Bank of Scotland yesterday promised small businesses a cut of up to 80 basis points on the price of its loans after securing funding of £250m from the European Investment Bank.
The lender, part of HBOS, said it was working with the EIB to define how to make the funding available, including the term of the funding. It will be available to companies with fewer than 250 employees.
A spokesman said rates depended on the perceived risk of individual businesses, and added: "Say we were to offer one at 2% over base rates, using EIB funding we would be able to offer it at 1.2%."
Among other changes, the bank is guaranteeing pricing on overdrafts for 12 months from the date of arrangement. It has also agreed to maintain new and renewed loan facilities such as overdrafts and term loans for 12 months from the date of arrangement.
The bank said it would continue to link small business overdraft rates to Bank of England base rates, which fell to 3% last month, rather than the interbank lending rate. The London Interbank rate (Libor), which has typically been close to base rates, has remained stubbornly higher since the credit crunch began 18 months ago and banks became wary of lending to each other. It is now up to one percentage point higher than Bank of England base rates.
Bank of Scotland said its 180,000 business customers "will continue to benefit immediately from any cut in interest rates".
Lloyds TSB, which has an agreed takeover deal for HBOS, confirmed yesterday that it will cut its standard variable mortgage rate, which sits at 5%, by the same amount as any reduction in Bank of England base rates today. Tracker rates will also go down, from January 1.

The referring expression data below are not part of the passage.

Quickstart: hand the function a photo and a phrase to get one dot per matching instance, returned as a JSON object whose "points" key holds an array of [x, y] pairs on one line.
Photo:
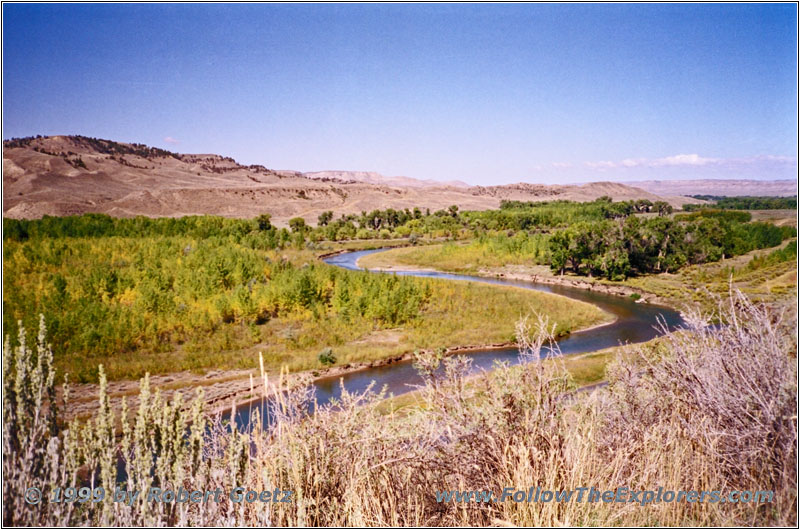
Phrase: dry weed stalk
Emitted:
{"points": [[714, 409]]}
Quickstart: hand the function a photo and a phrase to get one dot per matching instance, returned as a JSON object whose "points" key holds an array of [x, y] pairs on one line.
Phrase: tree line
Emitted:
{"points": [[618, 249]]}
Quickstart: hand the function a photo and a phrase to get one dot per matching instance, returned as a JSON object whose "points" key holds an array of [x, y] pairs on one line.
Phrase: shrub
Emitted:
{"points": [[326, 357]]}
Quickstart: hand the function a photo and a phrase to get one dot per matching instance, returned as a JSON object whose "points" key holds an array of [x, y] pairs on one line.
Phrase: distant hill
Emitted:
{"points": [[723, 188], [371, 177], [69, 175]]}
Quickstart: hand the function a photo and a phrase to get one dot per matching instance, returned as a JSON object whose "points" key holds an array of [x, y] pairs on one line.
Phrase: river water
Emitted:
{"points": [[635, 323]]}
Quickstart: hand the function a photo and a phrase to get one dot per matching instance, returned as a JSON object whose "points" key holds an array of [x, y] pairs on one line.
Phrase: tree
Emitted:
{"points": [[663, 208], [297, 224]]}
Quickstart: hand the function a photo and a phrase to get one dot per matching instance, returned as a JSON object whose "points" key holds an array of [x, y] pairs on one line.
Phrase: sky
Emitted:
{"points": [[483, 93]]}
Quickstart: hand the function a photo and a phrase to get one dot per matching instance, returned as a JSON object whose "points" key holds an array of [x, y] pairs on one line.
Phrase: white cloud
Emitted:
{"points": [[683, 160], [691, 160]]}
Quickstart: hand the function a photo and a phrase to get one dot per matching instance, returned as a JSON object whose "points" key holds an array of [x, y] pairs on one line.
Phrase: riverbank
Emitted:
{"points": [[536, 274], [224, 387]]}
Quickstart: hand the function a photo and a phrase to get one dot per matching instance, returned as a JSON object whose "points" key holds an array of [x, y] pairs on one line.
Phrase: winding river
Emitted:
{"points": [[634, 323]]}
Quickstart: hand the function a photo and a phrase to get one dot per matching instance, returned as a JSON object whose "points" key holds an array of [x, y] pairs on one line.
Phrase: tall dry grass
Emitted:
{"points": [[714, 409]]}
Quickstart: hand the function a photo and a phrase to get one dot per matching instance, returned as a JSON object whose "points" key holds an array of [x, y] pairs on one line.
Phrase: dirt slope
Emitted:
{"points": [[69, 175]]}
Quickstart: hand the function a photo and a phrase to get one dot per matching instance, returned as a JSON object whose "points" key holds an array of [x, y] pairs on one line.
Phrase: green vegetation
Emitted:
{"points": [[469, 257], [638, 246], [164, 295], [714, 410], [744, 203]]}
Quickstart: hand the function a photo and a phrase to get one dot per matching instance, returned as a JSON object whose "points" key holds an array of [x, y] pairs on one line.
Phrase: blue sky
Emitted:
{"points": [[482, 93]]}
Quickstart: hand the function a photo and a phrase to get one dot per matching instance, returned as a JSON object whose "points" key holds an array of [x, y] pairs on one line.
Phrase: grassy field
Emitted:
{"points": [[164, 304], [763, 281], [584, 369], [466, 257], [669, 419]]}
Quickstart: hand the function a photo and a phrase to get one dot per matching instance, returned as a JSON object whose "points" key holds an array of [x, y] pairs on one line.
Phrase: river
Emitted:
{"points": [[634, 323]]}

Bank of Scotland said yesterday it will launch a helpline in early 2009, which will "provide customers with recourse to ensure that any concerns regarding their banking facilities are heard at a senior level".
The changes come after sustained pressure from the government on the banking industry to improve the supply of credit to individuals and small companies.
The measure is part of a 30bn injection of funding by the EIB into lending to small businesses across the European Union.